Rasulullah shallallahu ‘alaihi wa sallam bersabda,
مَنِ اسْتَطَاعَ مِنْكُمْ أَنْ يَكُوْنَ لَهُ خَبْءٌ مِنْ عَمَلٍ صَالِحٍ فَلْيَفْعَلْ
“Barang siapa diantara kalian yang mampu untuk memiliki amal sholeh yang tersembunyikan maka lakukanlah !” (As-Shahihah no 2313)
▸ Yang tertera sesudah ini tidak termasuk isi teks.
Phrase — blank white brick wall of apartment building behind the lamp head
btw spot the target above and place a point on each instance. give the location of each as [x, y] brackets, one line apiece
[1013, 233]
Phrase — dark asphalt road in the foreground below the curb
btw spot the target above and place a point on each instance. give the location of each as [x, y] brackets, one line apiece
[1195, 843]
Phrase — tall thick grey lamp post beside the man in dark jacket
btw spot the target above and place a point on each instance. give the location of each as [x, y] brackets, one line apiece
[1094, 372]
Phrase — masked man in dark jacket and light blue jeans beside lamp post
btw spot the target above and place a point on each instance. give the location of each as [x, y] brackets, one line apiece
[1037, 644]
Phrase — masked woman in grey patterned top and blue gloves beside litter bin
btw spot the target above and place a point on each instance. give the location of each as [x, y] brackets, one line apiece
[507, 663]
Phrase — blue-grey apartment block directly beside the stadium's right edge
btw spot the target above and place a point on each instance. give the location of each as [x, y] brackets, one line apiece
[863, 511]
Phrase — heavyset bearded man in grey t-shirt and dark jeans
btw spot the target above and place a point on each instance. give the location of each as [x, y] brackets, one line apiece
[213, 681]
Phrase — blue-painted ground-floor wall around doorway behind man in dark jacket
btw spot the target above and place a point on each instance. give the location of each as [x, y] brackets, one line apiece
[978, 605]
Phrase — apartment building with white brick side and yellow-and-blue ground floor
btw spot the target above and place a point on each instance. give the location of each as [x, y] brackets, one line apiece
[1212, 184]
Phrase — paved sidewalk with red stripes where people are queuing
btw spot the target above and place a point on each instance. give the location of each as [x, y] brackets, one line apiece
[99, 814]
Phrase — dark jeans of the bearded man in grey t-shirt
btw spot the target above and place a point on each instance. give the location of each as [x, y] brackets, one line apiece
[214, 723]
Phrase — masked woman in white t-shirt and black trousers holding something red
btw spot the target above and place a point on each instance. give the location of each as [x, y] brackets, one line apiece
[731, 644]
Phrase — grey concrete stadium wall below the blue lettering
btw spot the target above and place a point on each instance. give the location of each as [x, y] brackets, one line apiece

Bukan tindakan bijak apabila setelah hijrah kita begitu sering menunjukkan (posting) pada manusia eksistensi kita yang telah hijrah, misalnya:

-Terlalu sering posting foto selfie perubahan diri, yang ikhwan berjenggot dan celana cingkrang sedangkan akhwat memakai cadar

-Terlalu sering posting sedang ikut pengajian di manapun dan kapanpun

-Berusaha dekat dengan ustadz terkenal yang tujuannya untuk bisa foto selfie bareng lalu posting, bukan ilmu yang diposting

-Membuat komunitas tertentu (geng) lalu fokus pada foto dan selfie. Jika tujuan komunitas untuk sarana dakwah, maka sangat bagus, akan tetapi jika tujuannya hanya untuk eksis maka tujuan yang tidak berkah

Saudaraku,

Boleh saja kita posting asalkan dengan pertimbangan mashlahat yang lebih besar, tapi kalau terlalu sering posting dan dipublish, maka mari kita cek kembali niat kita untuk hijrah.

Saudaraku, renungkan juga

Para ulama dan orang shalih saja, berusaha menghindari ketenaran dan popularitas karena besarnya ujian serta fitnahnya, maka apalagi kita yang baru hijrah? Belum punya ilmu banyak, belum punya pengalaman dan ilmu menghadapai syubhat dan syahwat.

Asy-Syathibi rahimahullah berkata,

آخر الأشياء نزولا من قلوب الصالحين : حب السلطة والتصدر! .

“Hal yang paling terakhir luntur dari hatinya orang-orang shalih: cinta kekuasaan dan cinta eksistensi (popularitas)”  (Al-I’tisham Asy-Syathibi)

Jika ketenaran itu datang tanpa dicari-cari, maka tidak mengapa dan tidak tercela.

Al-Ghazali rahimahullah mengatakan,

“Yang tercela adalah apabila seseorang mencari ketenaran. Namun jika ia tenar karena karunia Allah tanpa ia cari-cari, maka itu tidaklah tercela.”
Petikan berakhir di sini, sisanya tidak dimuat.